We did an interesting experiment the other day about copying data from one TM1 cube to another. We tested to see how much faster it is to use an extract and load via a turbo integrator process vs using a direct link in a TI process.

Background Information for the Cube Transfer

A bit of background information though. We have an Operating Plan cube at a client with a driver based forecast out for 10 years. The granularity is less detailed than the GL cube, in that we are using Planning Accounts, which are aggregations of GL accounts. Drivers are then used to calculate most of the values above Gross Profit as these (mostly) relate to volume. We needed a process to copy GL values from the GL cube to the Operating Plan cube at the Planning Account level. To make this work, we needed to rollup Planning Accounts in the GL cube before transferring values to the Operating Plan cube.

Options to Copy Data between Cubes

We knew that we did not need to have this as a dynamic link as the data changes once a day when the GL cube is reloaded. Thus a rule was not required.

That left using a Turbo Integrator process to manage the transfer of data between the cubes. There are two options for doing copying data from one cube to another via a TI process. They are:

  • Set up a view in a TI and use a CellPutN and CellPutS to load values directly into the target cube.
  • Extract values from the source cube to a text file and then load the text file values into the target cube.

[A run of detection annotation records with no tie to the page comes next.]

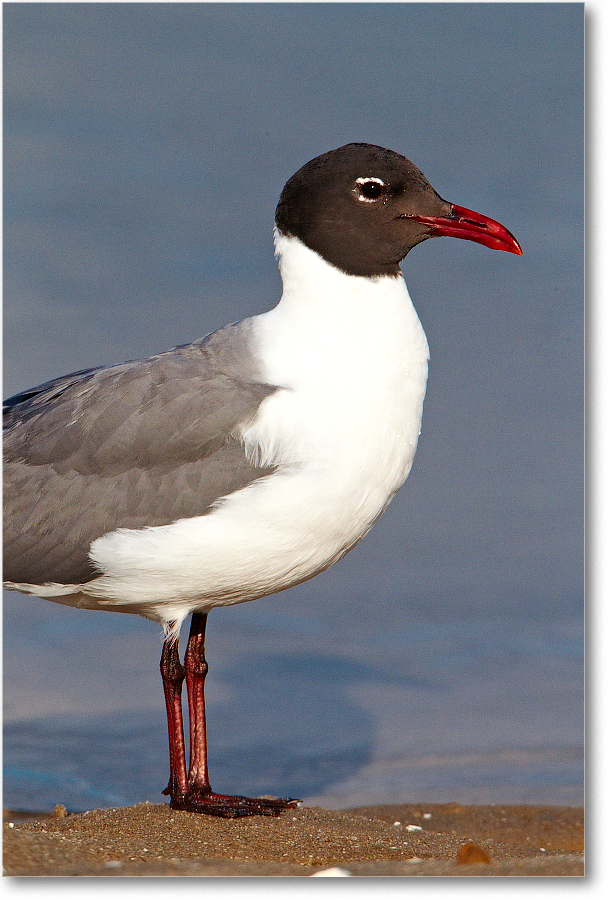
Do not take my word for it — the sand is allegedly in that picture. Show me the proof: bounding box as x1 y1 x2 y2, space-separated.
3 803 584 877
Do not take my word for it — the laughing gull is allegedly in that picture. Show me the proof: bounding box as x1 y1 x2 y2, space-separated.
4 144 522 817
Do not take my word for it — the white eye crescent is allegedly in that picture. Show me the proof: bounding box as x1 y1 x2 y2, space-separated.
356 177 386 203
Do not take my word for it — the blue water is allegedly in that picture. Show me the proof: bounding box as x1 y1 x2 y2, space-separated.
4 591 583 810
3 3 584 810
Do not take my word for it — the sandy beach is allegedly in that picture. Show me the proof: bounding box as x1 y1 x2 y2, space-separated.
3 803 584 877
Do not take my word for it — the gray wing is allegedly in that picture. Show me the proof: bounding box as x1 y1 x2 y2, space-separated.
4 322 276 584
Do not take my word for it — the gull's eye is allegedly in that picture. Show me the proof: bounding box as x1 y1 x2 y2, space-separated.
357 178 386 203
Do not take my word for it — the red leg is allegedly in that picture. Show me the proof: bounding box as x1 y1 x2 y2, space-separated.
161 612 301 819
184 612 211 794
160 640 188 797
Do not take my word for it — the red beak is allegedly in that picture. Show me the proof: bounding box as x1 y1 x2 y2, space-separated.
408 203 523 256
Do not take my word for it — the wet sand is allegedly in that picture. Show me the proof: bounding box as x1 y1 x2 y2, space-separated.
3 803 584 877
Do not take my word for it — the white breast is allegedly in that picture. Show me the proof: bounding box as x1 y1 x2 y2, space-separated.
78 237 428 621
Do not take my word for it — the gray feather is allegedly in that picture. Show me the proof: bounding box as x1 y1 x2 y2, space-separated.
4 321 276 584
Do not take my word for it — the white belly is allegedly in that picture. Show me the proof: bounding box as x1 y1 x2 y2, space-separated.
33 239 428 622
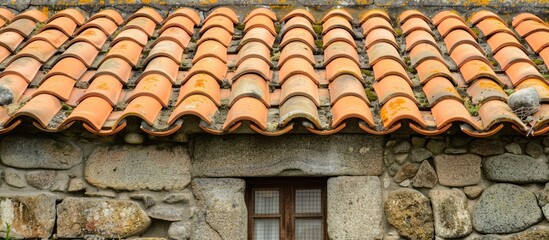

Results – Is a Direct TI or Extract and Load Faster to Copy Data between TM1 Cubes?

Option 1 – View and Direct Load

When we used option 1 above – setting up a view and using that as the source for CellPutS or CellPutN, the process took 368 seconds to complete. Not bad, and if it was in the middle of the night, probably acceptable.

Option 2 – Extract and Load

We then flipped it to option 2 – extract to text file and then load – and it ws competed in just 37 seconds.

Limited Test

Our test involved a small dataset – only 40,000 records for a single cost centre. We then did an extract from the same data for all cost centres. This was 357,000 records and that extract and load took 575 seconds to complete. So it wasn’t a straight line extrapolation, but it was still a good result.

Conclusion

So our test concluded that it is much, much faster to use the Extract and Load method rather than the View and Direct load method – by, in our example, about 10 times as fast.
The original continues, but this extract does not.